Scrub a Single Image

openadapt privacy scrub-image screenshot.png --output clean.png

Python API

from openadapt_privacy import Scrubber, PIIDetector

# Create a scrubber
scrubber = Scrubber(mode="blur")

# Scrub a demonstration
scrubber.scrub_demonstration("my-task", output_dir="scrubbed/")

# Or scrub individual images
scrubbed_image = scrubber.scrub_image(screenshot_path)

# Just detect without scrubbing
detector = PIIDetector()
detections = detector.detect(screenshot_path)

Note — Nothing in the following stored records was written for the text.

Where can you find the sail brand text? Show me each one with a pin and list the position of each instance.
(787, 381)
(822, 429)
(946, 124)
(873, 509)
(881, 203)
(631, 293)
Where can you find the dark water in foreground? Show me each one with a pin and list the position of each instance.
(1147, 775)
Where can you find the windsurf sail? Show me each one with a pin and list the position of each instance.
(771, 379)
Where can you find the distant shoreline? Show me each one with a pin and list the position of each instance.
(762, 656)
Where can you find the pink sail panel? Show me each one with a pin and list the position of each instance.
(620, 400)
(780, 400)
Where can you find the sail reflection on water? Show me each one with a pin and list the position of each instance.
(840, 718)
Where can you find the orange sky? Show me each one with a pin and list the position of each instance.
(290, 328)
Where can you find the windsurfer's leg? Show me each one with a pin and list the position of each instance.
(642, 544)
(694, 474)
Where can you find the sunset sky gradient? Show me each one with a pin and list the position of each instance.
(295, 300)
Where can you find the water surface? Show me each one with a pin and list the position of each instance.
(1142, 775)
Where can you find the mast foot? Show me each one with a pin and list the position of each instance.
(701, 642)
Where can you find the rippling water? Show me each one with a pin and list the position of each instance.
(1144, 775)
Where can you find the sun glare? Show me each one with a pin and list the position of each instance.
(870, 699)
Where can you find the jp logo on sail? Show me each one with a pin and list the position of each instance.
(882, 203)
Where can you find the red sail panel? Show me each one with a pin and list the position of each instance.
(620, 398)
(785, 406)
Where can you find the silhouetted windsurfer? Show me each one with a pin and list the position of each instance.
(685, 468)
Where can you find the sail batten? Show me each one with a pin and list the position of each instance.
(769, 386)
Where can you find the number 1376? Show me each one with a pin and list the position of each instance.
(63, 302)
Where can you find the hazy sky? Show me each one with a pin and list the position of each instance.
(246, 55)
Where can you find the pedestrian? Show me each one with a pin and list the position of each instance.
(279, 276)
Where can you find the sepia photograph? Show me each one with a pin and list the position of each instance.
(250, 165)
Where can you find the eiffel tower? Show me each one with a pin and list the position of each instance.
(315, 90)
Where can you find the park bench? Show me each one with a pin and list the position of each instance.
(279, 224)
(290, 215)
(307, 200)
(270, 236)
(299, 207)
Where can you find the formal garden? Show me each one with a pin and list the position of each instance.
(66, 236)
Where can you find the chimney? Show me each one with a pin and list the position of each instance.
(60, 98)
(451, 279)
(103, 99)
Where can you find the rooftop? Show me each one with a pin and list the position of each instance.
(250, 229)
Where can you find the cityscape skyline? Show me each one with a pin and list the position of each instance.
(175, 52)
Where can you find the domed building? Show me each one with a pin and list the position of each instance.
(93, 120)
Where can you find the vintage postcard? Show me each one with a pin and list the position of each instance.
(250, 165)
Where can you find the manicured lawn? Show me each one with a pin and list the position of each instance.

for detection in detections:
    print(f"{detection.type}: {detection.text} at {detection.bbox}")

Integration with Capture

from openadapt_capture import CaptureSession, Recorder
from openadapt_privacy import Scrubber

# Record with automatic scrubbing
session = CaptureSession(
    name="my-task",
    scrubber=Scrubber(mode="blur")
)

recorder = Recorder(session)
recorder.start()
# ... demonstration collection ...
recorder.stop()

# Demonstrations are automatically scrubbed

Redaction Modes

Mode Description Use Case
blur Gaussian blur over sensitive areas Visual redaction
mask Black box over sensitive areas Complete hiding
replace Replace with placeholder text Maintaining layout

Key Exports

Export Description
Scrubber Main scrubbing class
PIIDetector PII detection
PHIDetector PHI detection
Detection Detection result
RedactionMode Redaction options

Detection Models

Model Types Accuracy
presidio PII High
philter PHI High
regex Common patterns Medium
custom User-defined -

Compliance

This package helps with compliance for:

  • GDPR (General Data Protection Regulation)
  • HIPAA (Health Insurance Portability and Accountability Act)
  • CCPA (California Consumer Privacy Act)

Disclaimer

This tool assists with privacy protection but does not guarantee compliance. Always consult with legal and compliance experts for your specific use case.